Cancer patients lose. They lose body parts, hair, appetite, mobility and independence. While most of those things can often be compensated for or regained, there are permanent losses. Relationships change. Friends and relatives drift away, because they are either too busy to be bothered, your situation is bringing them down or they just cannot stand to watch the suffering. Some of those relationships will never be made whole again.
In addition to physical, mental, emotional and financial loss, cancer patients often miss out on everyday things that most people take for granted. Like being there for the special children in your life as they grow up. Then, too, due to circumstances beyond control special events cannot always be attended. When I was in chemo and still in a body cast due to my broken spine, I missed my only daughter’s wedding.
Cancer patients surmount. This morning when my latest round of cancer tests indicated that I am still cancer-free, I told my husband that it is time for me to experience the things that for so many years were beyond reach and only dreams.

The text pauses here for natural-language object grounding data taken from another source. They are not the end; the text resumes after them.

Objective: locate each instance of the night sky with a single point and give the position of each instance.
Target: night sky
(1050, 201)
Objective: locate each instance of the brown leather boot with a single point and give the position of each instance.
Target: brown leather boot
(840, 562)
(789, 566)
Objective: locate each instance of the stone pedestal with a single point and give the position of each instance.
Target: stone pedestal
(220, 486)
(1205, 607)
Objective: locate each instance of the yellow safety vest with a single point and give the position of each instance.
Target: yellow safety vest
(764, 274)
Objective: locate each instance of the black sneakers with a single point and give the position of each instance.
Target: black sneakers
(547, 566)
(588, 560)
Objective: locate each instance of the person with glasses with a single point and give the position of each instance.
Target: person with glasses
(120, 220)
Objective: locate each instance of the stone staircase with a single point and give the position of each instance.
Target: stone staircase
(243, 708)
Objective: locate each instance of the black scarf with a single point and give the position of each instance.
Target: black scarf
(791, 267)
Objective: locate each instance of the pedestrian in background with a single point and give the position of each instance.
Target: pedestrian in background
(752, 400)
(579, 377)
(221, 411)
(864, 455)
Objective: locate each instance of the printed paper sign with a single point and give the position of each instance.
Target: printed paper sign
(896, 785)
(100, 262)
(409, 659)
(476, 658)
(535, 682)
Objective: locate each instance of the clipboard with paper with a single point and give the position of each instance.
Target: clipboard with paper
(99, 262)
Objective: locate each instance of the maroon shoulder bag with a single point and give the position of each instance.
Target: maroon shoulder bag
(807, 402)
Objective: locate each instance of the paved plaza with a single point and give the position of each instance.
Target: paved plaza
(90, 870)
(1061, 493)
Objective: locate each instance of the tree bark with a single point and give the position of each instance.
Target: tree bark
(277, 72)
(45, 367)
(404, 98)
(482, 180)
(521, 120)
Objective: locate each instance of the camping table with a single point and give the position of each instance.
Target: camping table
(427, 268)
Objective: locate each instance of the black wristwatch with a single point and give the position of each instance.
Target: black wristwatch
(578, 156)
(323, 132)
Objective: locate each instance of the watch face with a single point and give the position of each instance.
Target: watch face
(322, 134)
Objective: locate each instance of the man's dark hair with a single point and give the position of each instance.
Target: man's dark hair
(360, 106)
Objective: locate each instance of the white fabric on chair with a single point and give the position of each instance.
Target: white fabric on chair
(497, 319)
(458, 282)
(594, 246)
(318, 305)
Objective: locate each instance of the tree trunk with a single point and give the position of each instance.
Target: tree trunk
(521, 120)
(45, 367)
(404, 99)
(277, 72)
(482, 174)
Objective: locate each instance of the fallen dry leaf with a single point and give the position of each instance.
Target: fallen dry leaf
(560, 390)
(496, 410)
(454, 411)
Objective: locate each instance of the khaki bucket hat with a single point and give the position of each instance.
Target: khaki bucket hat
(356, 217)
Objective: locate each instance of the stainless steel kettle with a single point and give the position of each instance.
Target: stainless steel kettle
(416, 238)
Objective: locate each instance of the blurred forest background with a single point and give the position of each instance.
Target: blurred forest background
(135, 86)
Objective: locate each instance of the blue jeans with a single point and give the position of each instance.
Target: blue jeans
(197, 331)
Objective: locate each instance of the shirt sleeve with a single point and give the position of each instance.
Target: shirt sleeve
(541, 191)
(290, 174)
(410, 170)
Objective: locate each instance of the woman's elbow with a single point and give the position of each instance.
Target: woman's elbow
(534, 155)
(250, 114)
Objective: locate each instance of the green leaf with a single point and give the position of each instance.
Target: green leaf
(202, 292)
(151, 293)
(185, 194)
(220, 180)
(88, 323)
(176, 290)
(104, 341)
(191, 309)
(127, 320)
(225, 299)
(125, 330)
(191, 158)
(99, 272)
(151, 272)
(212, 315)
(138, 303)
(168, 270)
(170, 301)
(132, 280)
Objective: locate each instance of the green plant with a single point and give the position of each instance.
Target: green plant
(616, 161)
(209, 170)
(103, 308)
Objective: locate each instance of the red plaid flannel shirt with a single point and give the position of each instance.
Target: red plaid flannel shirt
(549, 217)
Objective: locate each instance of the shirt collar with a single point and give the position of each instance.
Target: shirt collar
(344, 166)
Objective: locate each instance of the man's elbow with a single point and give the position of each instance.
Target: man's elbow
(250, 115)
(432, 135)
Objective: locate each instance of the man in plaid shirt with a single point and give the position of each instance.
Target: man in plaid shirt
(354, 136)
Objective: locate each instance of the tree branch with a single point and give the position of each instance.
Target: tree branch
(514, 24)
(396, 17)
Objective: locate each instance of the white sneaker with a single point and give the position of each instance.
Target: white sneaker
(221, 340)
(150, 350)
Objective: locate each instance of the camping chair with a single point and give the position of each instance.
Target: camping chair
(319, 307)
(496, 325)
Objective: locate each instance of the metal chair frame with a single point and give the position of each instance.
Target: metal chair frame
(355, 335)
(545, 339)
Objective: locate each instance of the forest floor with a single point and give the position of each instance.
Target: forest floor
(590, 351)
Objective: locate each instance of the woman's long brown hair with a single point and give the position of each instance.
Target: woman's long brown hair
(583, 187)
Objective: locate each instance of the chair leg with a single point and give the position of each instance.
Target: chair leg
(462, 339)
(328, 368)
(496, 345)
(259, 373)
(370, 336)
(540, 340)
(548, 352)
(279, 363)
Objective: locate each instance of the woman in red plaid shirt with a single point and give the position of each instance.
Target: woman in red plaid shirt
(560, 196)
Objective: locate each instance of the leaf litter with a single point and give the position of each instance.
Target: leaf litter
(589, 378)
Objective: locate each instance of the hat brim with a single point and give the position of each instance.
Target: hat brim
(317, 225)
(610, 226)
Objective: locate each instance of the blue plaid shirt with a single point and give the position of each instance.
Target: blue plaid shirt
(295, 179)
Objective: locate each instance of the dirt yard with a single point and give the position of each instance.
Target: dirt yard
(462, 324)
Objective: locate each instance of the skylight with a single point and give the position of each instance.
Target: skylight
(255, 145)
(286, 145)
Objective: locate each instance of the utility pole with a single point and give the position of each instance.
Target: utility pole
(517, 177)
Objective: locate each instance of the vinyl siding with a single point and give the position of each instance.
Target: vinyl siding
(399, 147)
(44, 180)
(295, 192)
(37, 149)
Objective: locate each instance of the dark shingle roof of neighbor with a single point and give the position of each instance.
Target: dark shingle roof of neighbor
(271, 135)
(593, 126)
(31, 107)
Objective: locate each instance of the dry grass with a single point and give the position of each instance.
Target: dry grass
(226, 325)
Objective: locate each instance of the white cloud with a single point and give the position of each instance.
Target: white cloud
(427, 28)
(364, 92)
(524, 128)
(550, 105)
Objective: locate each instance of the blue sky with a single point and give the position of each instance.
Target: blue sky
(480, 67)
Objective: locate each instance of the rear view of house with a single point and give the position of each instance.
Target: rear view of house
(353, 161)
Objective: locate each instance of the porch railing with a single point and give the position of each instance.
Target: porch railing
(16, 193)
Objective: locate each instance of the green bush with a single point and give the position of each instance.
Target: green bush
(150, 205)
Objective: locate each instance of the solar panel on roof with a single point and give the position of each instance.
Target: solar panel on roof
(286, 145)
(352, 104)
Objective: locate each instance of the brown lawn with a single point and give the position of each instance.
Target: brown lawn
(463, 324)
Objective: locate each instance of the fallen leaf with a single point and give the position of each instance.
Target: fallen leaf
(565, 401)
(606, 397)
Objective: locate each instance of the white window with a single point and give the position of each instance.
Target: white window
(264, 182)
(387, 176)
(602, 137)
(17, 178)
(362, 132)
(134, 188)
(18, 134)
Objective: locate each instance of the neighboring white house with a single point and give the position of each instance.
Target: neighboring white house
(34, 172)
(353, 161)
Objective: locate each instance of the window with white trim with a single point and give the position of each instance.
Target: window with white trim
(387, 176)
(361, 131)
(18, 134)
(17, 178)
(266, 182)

Stairs to the Senate Chamber at Minnesota State Capitol
When I was hospitalized for weeks for physical rehab to relearn standing, walking and stair climbing. I vowed to myself that not only was I going to conquer those five steps in the rehab room, but that someday I would, again, climb the steps to the Senate Chamber at our state Capitol. After four years, God willing, next Friday, March 17, after my oncology appointment and infusion at Regions, I am going to return to the Capitol. I am going to visit friends, deliver some cookies and check out all of the changes. And, I am, again, going to climb all of those beautiful marble steps.
Later this spring, I will need to complete a short test run of a trip. So, my husband plans to take me to see where my daughter was married two years ago. Then, I am going to return to the land of Lincoln to visit my daughter and her husband and finally see their apartment.
Our last trip to Illinois before my cancer struck.
If my back can survive a car trip to Illinois, then, later this summer I am going to Montana. I am going to visit my dear Aunt Margaret in Great Falls, Montana, who spent so many hours in prayer on my behalf. When I was totally bed bound, with not much light at the end of my tunnel, Aunt Margie called me every week, for months on end, to lead me in bible study. I need to give her a hug.
Great Falls, Montana
Then, I am going Glacier Park. I am, again, going to stand outside of the cafe at Swift Current, look up at those God made granite cathedrals and hear the Lord whisper in the winds that race around those cliffs.
Glacier Park, Swift Current Lake.
After, I get my fill of the view, I am going to take on a few trails with just as much determination as I did my cancer while trying my best to avoid a bear.
Although, after all I have been through, the bears would be wise to watch out for me.